Think about your creative process. We’ve analyzed the fiction but now let’s consider the function.
How do you write? Not the what, but the where and the when of it.
Do you prefer working early in the morning in busy coffee shops or late at night in the solitude of your inner sanctum? Do you require perfect silence or do you set the mood with music? Do you have a whole routine that gets you into the proper mental headspace or do you wait for inspiration to strike?
While making art and telling stories can be difficult and frustrating at times, recognizing the physical elements around you that make the process easier can allow you to spend more time working on the story you’re trying to tell and less time staring at a blank page.
Every writer has their own process, and although that process might vary wildly from person to person, there is more often than not the common element of consistency. Upheaval can be exciting and interesting, but it can also be mentally draining and take time away from creative pursuits. Following a routine, whatever it might be--working at the same desk every day, preparing the same elaborate cup of tea, wearing your special writing shoes--might not sound interesting but if it helps you get that story out of your head and into the world, then that’s all that matters.
There are no right or wrong answers, this is just about identifying what works best for you.
A good way to start is by identifying the things that distract you and either removing them--like keeping your phone in another room--or deciding what can be dealt with later--like dishes and other chores. Trust me, they can wait. Don’t use these elements as excuses to procrastinate.
Next, make sure you’re comfortable. Proper posture is important, as is stretching regularly. A kitchen counter, a standing desk, even a beanbag on the floor are all acceptable options as long as you’re able to focus on your writing and your feet aren’t falling asleep.

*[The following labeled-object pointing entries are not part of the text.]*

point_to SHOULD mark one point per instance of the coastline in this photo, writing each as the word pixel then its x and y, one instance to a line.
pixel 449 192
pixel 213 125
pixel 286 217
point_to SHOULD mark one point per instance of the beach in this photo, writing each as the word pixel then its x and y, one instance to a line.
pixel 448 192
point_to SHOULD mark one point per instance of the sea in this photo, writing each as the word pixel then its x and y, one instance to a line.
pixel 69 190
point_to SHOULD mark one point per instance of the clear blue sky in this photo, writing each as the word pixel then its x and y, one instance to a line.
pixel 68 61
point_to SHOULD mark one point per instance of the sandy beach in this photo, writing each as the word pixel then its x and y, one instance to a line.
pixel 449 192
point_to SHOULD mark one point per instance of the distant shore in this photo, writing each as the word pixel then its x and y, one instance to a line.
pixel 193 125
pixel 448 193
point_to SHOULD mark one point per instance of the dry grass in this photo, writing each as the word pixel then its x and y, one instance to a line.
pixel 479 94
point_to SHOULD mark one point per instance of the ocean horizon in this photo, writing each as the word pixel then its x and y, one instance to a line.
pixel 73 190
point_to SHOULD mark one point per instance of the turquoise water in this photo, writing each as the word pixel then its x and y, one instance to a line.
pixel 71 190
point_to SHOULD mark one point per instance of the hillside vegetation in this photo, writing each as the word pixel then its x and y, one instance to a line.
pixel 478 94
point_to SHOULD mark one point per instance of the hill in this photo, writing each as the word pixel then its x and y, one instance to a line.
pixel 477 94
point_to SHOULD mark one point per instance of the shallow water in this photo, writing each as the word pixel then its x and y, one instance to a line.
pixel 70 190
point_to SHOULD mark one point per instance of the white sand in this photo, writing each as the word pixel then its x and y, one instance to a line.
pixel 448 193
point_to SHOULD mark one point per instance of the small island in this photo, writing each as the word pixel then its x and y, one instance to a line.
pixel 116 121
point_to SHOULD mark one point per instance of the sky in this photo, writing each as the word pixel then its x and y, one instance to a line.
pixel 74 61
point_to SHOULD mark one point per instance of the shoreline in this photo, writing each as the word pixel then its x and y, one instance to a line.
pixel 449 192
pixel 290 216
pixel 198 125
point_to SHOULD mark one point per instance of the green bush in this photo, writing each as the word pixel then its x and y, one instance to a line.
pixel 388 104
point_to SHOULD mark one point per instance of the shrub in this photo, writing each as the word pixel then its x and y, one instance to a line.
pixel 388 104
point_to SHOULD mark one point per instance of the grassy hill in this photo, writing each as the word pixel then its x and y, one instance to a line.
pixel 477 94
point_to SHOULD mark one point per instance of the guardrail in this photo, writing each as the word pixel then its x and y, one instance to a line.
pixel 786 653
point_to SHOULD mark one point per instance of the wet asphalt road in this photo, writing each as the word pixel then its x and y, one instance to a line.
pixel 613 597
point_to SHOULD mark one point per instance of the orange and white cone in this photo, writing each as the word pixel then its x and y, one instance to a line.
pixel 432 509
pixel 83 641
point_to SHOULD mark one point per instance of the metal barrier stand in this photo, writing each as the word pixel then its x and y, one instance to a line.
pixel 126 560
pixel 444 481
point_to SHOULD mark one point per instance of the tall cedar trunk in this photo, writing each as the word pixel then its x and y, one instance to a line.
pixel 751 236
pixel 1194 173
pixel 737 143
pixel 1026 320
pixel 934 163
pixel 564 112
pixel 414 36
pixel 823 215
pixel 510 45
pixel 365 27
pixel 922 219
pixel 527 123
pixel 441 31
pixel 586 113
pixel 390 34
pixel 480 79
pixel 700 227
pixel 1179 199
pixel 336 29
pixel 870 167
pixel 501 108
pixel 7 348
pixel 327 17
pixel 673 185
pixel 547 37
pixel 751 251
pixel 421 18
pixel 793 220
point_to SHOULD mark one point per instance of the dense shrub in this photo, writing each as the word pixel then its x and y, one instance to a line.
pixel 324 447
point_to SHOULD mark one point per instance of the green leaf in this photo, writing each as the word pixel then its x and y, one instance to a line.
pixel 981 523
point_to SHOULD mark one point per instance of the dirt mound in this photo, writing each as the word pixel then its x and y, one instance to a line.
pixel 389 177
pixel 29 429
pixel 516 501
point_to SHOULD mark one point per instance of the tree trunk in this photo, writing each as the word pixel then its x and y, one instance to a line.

Most importantly, once you find something that works, keep doing it. It might seem boring at first, but there’s every chance that the repetition of a consistent pattern will foster a healthy creative atmosphere for your ideas to flow. Worst case scenario, it doesn’t and you try something new. If you dislike working in silence, try to find music without lyrics. If you find yourself spending more time searching for songs that “set the right tone” than telling your story, maybe it’s time to try white noise. If the artificial hum isn’t helping, consider looking for a place to work that will provide a natural soundtrack--someplace with flowing water or the buzz of quiet conversation. Eventually, you’ll find what you need and then the real work of telling your story can begin.